Namun, ia tidak menjelaskan lebih lanjut, mengapa para nelayan itu bisa ditahan di penjara negeri jiran tersebut. Kiara mendesak agar negara melalui instansi yang terkait seperti Kementerian Kelautan dan Perikanan, serta Kementerian Luar Negeri segera melakukan pembelaan terhadap para nelayan yang ditahan.

LSM tersebut juga mendesak agar pemerintah memperhatikan masalah kelautan lainnya yang penting seperti tidak tuntasnya pencemaran Laut Timor.

"Hingga kini tidak ada akurasi data dan informasi yang solid seperti nilai kerugian, wilayah dan substansi terdampak, serta jumlah korban langsung atau tidak langsung," katanya.

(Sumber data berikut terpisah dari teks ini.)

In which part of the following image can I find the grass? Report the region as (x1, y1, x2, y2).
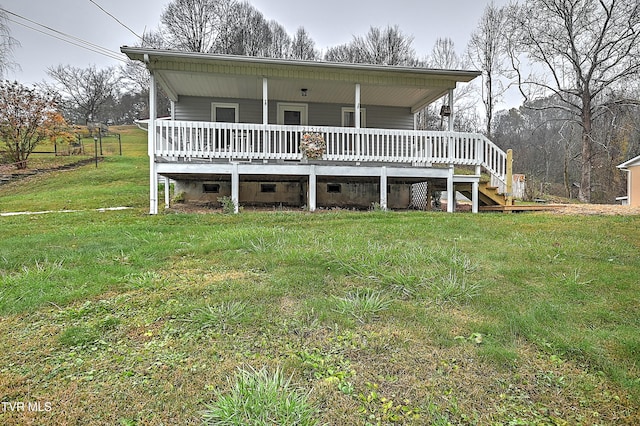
(0, 127, 639, 424)
(0, 126, 149, 212)
(202, 366, 317, 425)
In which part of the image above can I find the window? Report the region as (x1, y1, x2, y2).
(327, 184, 342, 193)
(203, 183, 220, 193)
(342, 107, 366, 127)
(260, 184, 277, 193)
(277, 103, 308, 125)
(212, 103, 239, 122)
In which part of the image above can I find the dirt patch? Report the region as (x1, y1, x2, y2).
(546, 203, 640, 216)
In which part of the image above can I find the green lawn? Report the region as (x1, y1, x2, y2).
(0, 127, 639, 425)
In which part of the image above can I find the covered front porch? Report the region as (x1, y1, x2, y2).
(121, 47, 510, 213)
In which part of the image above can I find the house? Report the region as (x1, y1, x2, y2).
(617, 154, 640, 206)
(121, 47, 513, 214)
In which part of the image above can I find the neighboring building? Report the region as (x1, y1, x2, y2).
(122, 47, 512, 214)
(618, 155, 640, 207)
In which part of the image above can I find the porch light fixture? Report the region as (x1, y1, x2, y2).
(440, 105, 451, 117)
(301, 88, 308, 97)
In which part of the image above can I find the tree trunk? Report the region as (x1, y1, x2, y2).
(564, 141, 570, 198)
(578, 103, 592, 203)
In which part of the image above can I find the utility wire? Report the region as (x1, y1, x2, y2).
(6, 16, 126, 62)
(88, 0, 143, 41)
(0, 7, 127, 63)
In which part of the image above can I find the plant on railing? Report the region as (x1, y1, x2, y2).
(300, 132, 326, 159)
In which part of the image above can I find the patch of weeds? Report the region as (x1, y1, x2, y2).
(123, 271, 163, 289)
(446, 245, 478, 274)
(172, 191, 186, 203)
(202, 366, 318, 425)
(59, 325, 100, 347)
(192, 301, 249, 333)
(537, 370, 567, 389)
(334, 289, 391, 323)
(328, 241, 395, 279)
(382, 273, 428, 300)
(455, 332, 485, 345)
(58, 299, 114, 320)
(98, 315, 121, 331)
(369, 202, 386, 212)
(295, 348, 354, 384)
(218, 196, 241, 214)
(430, 270, 483, 305)
(245, 235, 285, 254)
(357, 382, 422, 425)
(424, 400, 453, 425)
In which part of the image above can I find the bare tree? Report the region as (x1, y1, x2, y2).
(266, 21, 291, 58)
(353, 25, 416, 66)
(46, 65, 120, 124)
(290, 27, 318, 61)
(226, 2, 272, 56)
(424, 38, 479, 132)
(0, 7, 19, 78)
(508, 0, 640, 202)
(325, 25, 416, 66)
(324, 43, 360, 63)
(429, 38, 460, 69)
(467, 1, 510, 138)
(161, 0, 235, 52)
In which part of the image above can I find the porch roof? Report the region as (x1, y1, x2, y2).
(121, 47, 480, 113)
(618, 154, 640, 169)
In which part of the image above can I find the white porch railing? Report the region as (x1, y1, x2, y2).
(154, 121, 507, 185)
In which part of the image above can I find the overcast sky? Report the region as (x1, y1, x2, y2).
(2, 0, 511, 87)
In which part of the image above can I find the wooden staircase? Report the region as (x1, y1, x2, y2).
(457, 181, 509, 207)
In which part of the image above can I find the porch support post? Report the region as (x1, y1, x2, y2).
(164, 177, 170, 209)
(262, 78, 270, 160)
(308, 165, 317, 212)
(448, 88, 454, 131)
(148, 70, 158, 215)
(262, 78, 268, 125)
(506, 149, 514, 206)
(472, 180, 479, 213)
(473, 165, 481, 213)
(355, 84, 361, 129)
(355, 83, 361, 157)
(447, 166, 455, 213)
(231, 162, 239, 214)
(380, 166, 388, 211)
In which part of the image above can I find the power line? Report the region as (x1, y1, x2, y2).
(6, 16, 125, 62)
(0, 7, 127, 63)
(88, 0, 143, 41)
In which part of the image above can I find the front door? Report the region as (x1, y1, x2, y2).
(277, 103, 308, 155)
(277, 103, 308, 125)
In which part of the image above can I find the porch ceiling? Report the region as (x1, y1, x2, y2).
(122, 47, 480, 112)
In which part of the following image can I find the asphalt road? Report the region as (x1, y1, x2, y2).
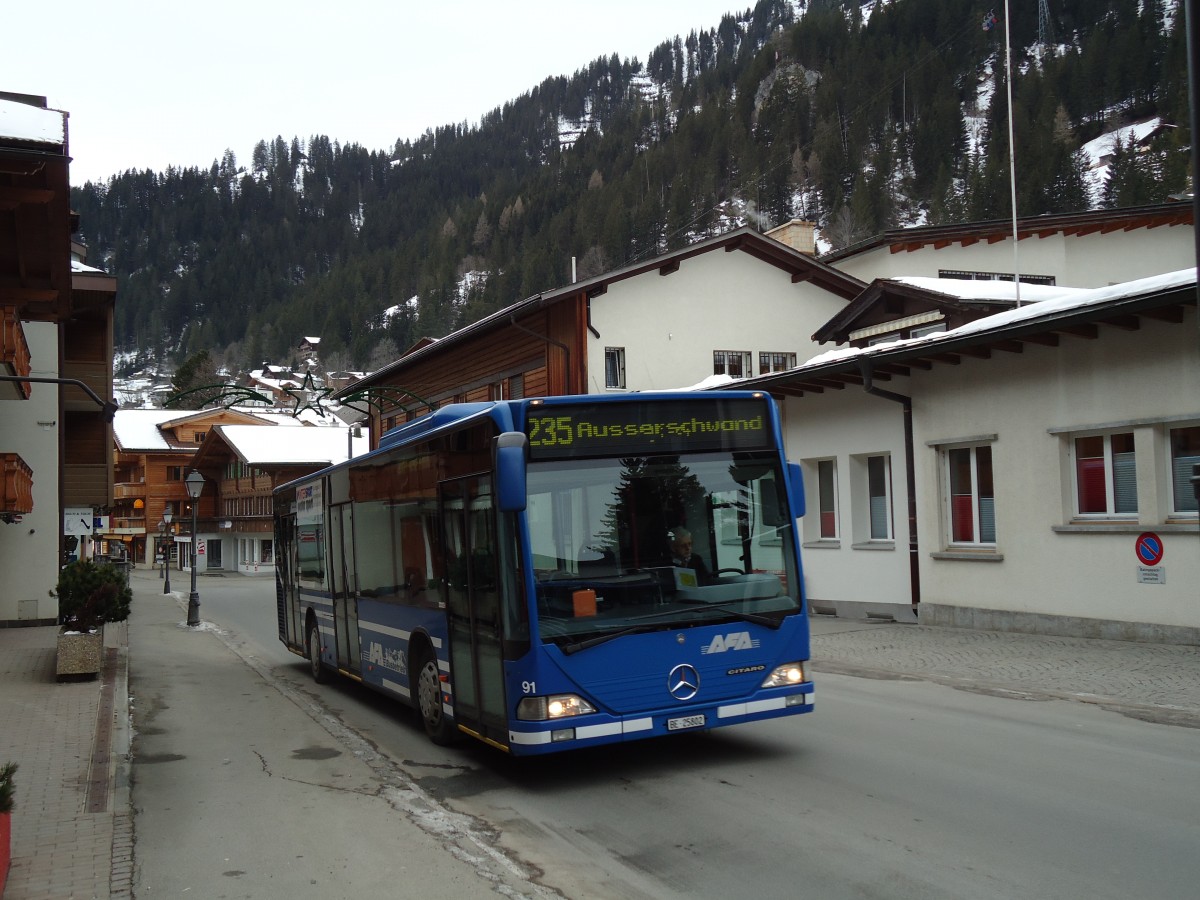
(159, 572, 1200, 900)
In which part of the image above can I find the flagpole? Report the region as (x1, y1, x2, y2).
(1004, 0, 1022, 305)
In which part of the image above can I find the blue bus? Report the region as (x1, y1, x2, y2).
(274, 391, 813, 755)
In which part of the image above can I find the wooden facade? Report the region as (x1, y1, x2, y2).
(111, 409, 277, 563)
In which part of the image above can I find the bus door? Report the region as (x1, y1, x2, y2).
(440, 476, 507, 747)
(276, 512, 301, 647)
(329, 503, 362, 675)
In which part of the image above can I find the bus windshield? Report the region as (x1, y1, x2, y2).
(526, 450, 801, 646)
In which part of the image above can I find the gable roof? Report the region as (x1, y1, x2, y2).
(113, 407, 275, 452)
(821, 201, 1194, 266)
(812, 277, 1084, 346)
(338, 226, 867, 396)
(191, 424, 364, 468)
(731, 268, 1198, 397)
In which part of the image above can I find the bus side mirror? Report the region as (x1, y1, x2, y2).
(788, 462, 805, 519)
(495, 432, 528, 512)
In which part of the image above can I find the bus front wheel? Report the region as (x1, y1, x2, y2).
(414, 648, 456, 745)
(307, 621, 329, 684)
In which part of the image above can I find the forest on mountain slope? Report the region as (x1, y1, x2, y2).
(69, 0, 1190, 377)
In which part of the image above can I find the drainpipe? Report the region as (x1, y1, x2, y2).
(509, 312, 574, 394)
(857, 358, 920, 614)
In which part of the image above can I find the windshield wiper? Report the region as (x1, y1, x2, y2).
(556, 603, 782, 655)
(671, 602, 783, 630)
(559, 623, 663, 655)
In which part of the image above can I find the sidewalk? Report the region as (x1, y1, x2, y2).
(1, 574, 1198, 900)
(0, 619, 131, 900)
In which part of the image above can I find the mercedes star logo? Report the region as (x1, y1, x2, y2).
(668, 663, 700, 700)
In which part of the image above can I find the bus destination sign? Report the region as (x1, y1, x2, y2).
(525, 398, 772, 460)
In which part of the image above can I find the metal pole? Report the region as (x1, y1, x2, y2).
(187, 499, 200, 626)
(1004, 0, 1022, 306)
(162, 509, 173, 594)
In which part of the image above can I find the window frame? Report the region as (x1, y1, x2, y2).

Pencemaran di Laut Timor terjadi akibat instalasi di kilang minyak Montara meledak pada Agustus 2009, dan meluas hingga ke perairan di sekitar Kabupaten Rote Ndao bahkan hingga Laut Sawu, terutama sekitar Kabupaten Sabu Raijua dan areal pantai selatan Pulau Timor.

Sebelumnya, tiga LSM yaitu Migrant Care, Kontras, dan Infid juga mendesak agar pemerintah harus serius memperjuangkan pembelaan terhadap ratusan WNI yang terancam hukuman mati di Malaysia.

Berbagai LSM itu menghendaki agar pemerintah segera melakukan diplomasi HAM ke Malaysia karena Indonesia memiliki kewajiban penghormatan HAM bagi setiap orang sebagaimana yang sudah dijamin di dalam konstitusi.

Selain itu, terkait dengan dua vonis hukuman mati terhadap dua WNI yang berinisial BS dan TI, pemerintah Indonesia juga didesak untuk segera melakukan diplomasi politik ke pemerintah Malaysia.